There are big changes afoot, with more to come should greenhouse gases continue to build unabated in the atmosphere. There will be impacts on human affairs in the Arctic, for worse and better, as we explored extensively in 2005 and I’ve followed here since.
But even as I push for an energy quest that limits climate risk, I’m not worried about the resilience of Arctic ecosystems and not worried about the system tipping into an irreversibly slushy state on time scales relevant to today’s policy debates. This is one reason I don’t go for descriptions of the system being in a “death spiral.”
The main source of my Arctic comfort level — besides what I learned while camped with scientists on the North Pole sea ice — is the growing body of work on past variations* in sea ice conditions in the Arctic. The latest evidence comes in a study in the current issue of Science. The paper, combining evidence of driftwood accumulation and beach formation in northern Greenland with evidence of past sea-ice extent in parts of Canada, concludes that Arctic sea ice appears to have retreated far more in some spans since the end of the last ice age than it has in recent years.
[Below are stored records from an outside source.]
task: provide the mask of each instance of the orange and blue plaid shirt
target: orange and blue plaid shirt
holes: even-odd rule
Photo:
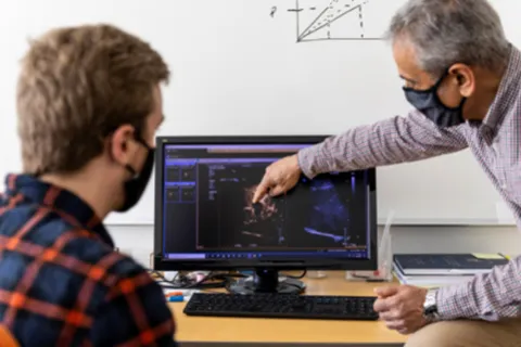
[[[31,176],[0,198],[0,323],[21,346],[176,346],[162,288],[92,209]]]

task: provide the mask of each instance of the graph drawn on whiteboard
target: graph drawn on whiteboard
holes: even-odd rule
[[[373,2],[389,0],[295,0],[296,41],[381,40]],[[372,11],[371,11],[372,10]],[[380,9],[381,11],[381,9]],[[376,20],[377,28],[370,20]]]

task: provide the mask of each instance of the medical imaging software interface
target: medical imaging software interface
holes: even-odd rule
[[[304,146],[165,144],[164,257],[369,258],[366,171],[303,176],[288,194],[252,203],[266,167]]]

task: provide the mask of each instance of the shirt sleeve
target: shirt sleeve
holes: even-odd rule
[[[176,347],[163,290],[142,270],[118,279],[91,330],[93,346]]]
[[[441,287],[436,303],[443,320],[521,317],[521,256],[468,282]]]
[[[323,172],[424,159],[466,149],[465,127],[440,128],[415,110],[406,117],[356,127],[301,150],[298,165],[305,176],[314,178]]]

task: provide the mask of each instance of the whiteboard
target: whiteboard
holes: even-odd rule
[[[21,170],[15,81],[27,39],[49,28],[111,23],[150,41],[169,64],[161,134],[323,134],[410,106],[380,40],[404,0],[16,0],[0,4],[0,175]],[[521,2],[493,1],[520,43]],[[334,18],[325,25],[325,17]],[[333,23],[334,22],[334,23]],[[378,213],[397,223],[513,223],[469,151],[378,169]],[[483,197],[484,196],[484,197]],[[111,224],[149,224],[154,183]],[[508,213],[507,213],[508,216]]]

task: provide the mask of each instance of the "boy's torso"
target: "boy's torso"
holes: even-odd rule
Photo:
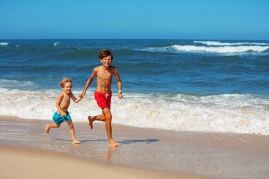
[[[107,71],[100,66],[97,69],[97,86],[96,91],[101,93],[108,93],[111,92],[111,83],[113,77],[115,67],[110,66]]]
[[[62,94],[64,95],[64,97],[61,101],[59,106],[61,107],[61,109],[65,112],[67,111],[68,107],[69,107],[71,96],[65,93],[62,93]]]

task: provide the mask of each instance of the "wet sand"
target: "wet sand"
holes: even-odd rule
[[[47,122],[52,121],[0,117],[1,154],[3,156],[10,149],[11,153],[6,156],[16,156],[6,158],[6,161],[1,159],[0,168],[6,166],[6,169],[0,173],[6,173],[8,167],[5,163],[21,156],[25,156],[26,163],[34,166],[31,160],[36,157],[27,161],[28,149],[18,153],[18,149],[21,151],[26,148],[34,150],[35,154],[45,152],[44,160],[50,156],[49,152],[57,152],[57,156],[64,154],[64,158],[78,160],[81,165],[91,163],[100,170],[105,171],[108,165],[116,167],[113,171],[118,172],[130,168],[136,171],[126,175],[133,178],[143,178],[134,175],[141,173],[140,170],[151,173],[152,178],[265,179],[269,175],[268,136],[173,132],[113,125],[113,138],[121,146],[110,147],[103,123],[93,123],[93,129],[90,130],[87,123],[74,121],[76,137],[82,144],[73,144],[67,124],[62,124],[59,129],[52,129],[47,135],[45,133]],[[62,156],[59,157],[54,162],[62,161]],[[19,163],[13,162],[11,166],[19,167]],[[50,163],[47,162],[48,166]],[[54,171],[54,166],[47,167]],[[86,166],[76,168],[79,170],[84,167]],[[35,171],[33,173],[38,173]],[[168,175],[157,178],[161,176],[159,173]]]

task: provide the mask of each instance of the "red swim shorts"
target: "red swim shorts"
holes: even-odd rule
[[[108,108],[110,109],[112,93],[104,93],[96,91],[94,92],[94,98],[97,105],[102,109]]]

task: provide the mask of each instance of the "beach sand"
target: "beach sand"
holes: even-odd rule
[[[45,133],[52,120],[0,117],[0,178],[268,178],[269,137],[174,132],[74,122]]]

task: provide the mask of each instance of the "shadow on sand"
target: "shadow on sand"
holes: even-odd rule
[[[61,140],[61,141],[69,141],[71,142],[70,139],[53,139],[55,140]],[[80,140],[82,143],[84,142],[108,142],[108,139],[92,139],[92,140]],[[147,143],[151,144],[152,142],[159,142],[158,139],[146,139],[146,140],[123,140],[118,141],[122,145],[129,145],[134,143]]]

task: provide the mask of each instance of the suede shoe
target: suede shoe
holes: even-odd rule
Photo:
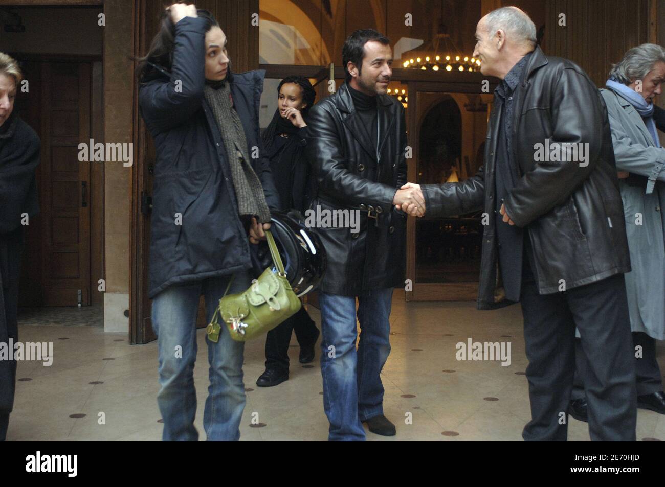
[[[367,423],[370,431],[375,435],[380,435],[382,437],[394,437],[397,433],[395,425],[383,415],[366,419],[364,423]]]
[[[274,369],[266,369],[256,381],[259,387],[272,387],[289,380],[289,373],[283,373]]]

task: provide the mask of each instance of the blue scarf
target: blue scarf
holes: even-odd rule
[[[654,122],[653,118],[654,104],[647,103],[644,96],[623,83],[617,82],[614,79],[608,79],[605,82],[605,86],[634,107],[637,112],[642,116],[644,125],[646,126],[646,128],[651,134],[656,147],[660,147],[660,141],[658,140],[658,134],[656,132],[656,122]]]

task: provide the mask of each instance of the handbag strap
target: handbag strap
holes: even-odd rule
[[[277,268],[277,272],[279,275],[283,277],[286,277],[287,273],[284,270],[284,264],[282,263],[282,258],[279,255],[279,252],[277,251],[277,244],[275,243],[275,238],[273,237],[273,234],[270,233],[269,230],[265,231],[265,237],[268,241],[268,248],[270,248],[270,255],[273,258],[273,263],[275,264],[275,266]],[[233,278],[235,274],[231,274],[231,278],[229,279],[229,284],[226,286],[226,290],[224,291],[224,295],[226,296],[229,290],[231,289],[231,284],[233,282]],[[223,296],[222,296],[223,297]]]
[[[277,252],[277,246],[275,243],[275,239],[273,237],[273,234],[270,233],[269,230],[265,231],[265,238],[268,241],[268,248],[270,248],[270,254],[273,257],[273,263],[277,268],[277,272],[282,277],[286,277],[287,273],[284,270],[284,264],[282,263],[282,258],[280,256],[279,252]]]

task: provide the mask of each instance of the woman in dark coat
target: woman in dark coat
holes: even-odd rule
[[[270,159],[275,185],[281,207],[301,213],[309,207],[309,163],[305,155],[305,122],[316,98],[316,92],[307,78],[289,76],[277,87],[277,110],[263,132],[263,144]],[[295,331],[300,343],[299,361],[314,359],[314,345],[319,330],[304,308],[279,326],[268,332],[265,340],[265,371],[256,385],[269,387],[289,379],[289,343]]]
[[[259,129],[265,72],[231,73],[226,43],[209,12],[176,3],[138,67],[141,114],[157,153],[148,292],[164,440],[198,438],[200,296],[209,322],[227,286],[229,293],[249,287],[249,243],[265,238],[270,209],[279,209]],[[223,326],[218,343],[205,341],[203,427],[208,440],[237,440],[245,403],[244,343]]]
[[[9,344],[18,341],[23,227],[39,210],[35,183],[39,138],[13,111],[22,77],[16,60],[0,52],[0,440],[14,405],[16,361]]]

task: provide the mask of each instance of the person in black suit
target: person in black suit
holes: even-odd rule
[[[305,117],[314,104],[317,94],[309,80],[303,76],[285,78],[277,87],[277,110],[262,138],[275,186],[283,209],[304,213],[309,206],[310,165],[305,154],[307,145]],[[256,381],[270,387],[289,379],[289,343],[295,332],[300,343],[299,361],[314,360],[314,345],[319,332],[305,308],[268,332],[265,339],[265,371]]]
There’s more on the paper below from the lead author, Svend Funder of the University of Copenhagen, and some independent ice scientists I queried about the work. The paper builds on earlier research finding evidence of open water and wave-splashed beaches in parts of Greenland that are now more typically locked in ice. Here’s more previous analysis of Arctic ice patterns during the Holocene, the span since the end of the last ice age.
When considered alongside research on past shifts in Arctic flora and fauna, a picture emerges of a physical system that amplifies warm or cool jogs and a biological system attuned to such changes.